The overriding objectives of both Sturm und Drang and Empfindsamkeit—in both their literary and music forms—was to stir the deepest of passions and, in the case of the latter, profoundly touch the heart. Both are open to sentimentality of the modern variety and it is here that my own reservations about the present performances have their roots. Too often I have an uncomfortable impression that they are skating too close to the surface. Yes, Arcangelo’s strings dig into the notes with trenchant vigour and, yes, yearning themes yearn, but awakening the passions or potentially inducing the tears of ladies? Perhaps not. We can take that remarkable central movement of the A major Concerto to provide a clear example that illustrates the point. Here the sighing, longing unison theme sets out too slowly for an 18th-century Largo, tempting Altstaedt and Cohen into a self-conscious interpretation that in its overuse of such imposed effects as portamento loses much of its spontaneity. Interestingly, an earlier version of this concerto I have to hand by Alison McGillivray and the English Concert (harmonia mundi, 2006) takes the movement only marginally faster, but achieves an inner intensity that is for me lacking in the present performance.

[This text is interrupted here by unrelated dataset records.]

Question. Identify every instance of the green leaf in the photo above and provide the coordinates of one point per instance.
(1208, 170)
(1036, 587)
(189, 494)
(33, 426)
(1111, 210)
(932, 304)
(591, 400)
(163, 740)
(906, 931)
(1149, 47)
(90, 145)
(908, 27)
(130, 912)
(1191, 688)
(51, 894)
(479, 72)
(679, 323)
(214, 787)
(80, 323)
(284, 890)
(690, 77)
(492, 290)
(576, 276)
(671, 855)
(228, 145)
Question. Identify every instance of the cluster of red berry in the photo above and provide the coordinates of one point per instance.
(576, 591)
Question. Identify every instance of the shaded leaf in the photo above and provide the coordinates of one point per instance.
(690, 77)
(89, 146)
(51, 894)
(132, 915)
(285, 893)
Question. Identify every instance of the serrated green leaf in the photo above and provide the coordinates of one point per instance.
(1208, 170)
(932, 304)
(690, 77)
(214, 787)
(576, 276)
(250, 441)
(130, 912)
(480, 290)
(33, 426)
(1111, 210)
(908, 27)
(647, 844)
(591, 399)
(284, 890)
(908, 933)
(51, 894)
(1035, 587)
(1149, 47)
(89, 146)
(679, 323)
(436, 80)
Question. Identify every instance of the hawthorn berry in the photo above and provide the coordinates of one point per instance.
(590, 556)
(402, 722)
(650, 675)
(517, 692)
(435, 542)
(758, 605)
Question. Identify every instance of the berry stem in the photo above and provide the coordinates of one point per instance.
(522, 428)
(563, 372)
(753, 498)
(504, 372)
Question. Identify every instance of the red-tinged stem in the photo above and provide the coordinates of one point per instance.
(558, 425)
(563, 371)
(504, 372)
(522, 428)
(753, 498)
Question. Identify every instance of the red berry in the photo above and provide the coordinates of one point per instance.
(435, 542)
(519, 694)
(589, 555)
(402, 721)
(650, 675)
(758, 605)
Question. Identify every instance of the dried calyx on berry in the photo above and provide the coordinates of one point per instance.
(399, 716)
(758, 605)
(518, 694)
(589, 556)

A further example of Altstaedt’s self-indulgence that might be cited is his heavily-underscored direct quote of ‘Es ist vollbracht’ (from the St John Passion) in the cadenza of opening movement of the A minor Concerto on the grounds that it bears a resemblance to the cello’s opening theme. Well, so it might, but it’s not that close and the equally vague resemblance of the opening theme of the B-flat Concerto to ‘Where‘er you walk’ does not receive similar treatment. As suggested above, many will be unconcerned by these caveats, choosing instead simply to relish the ravishing beauty of the playing. There are certainly many passages and moments when I can do that, but overall the CD left me less engaged than I felt I should have been.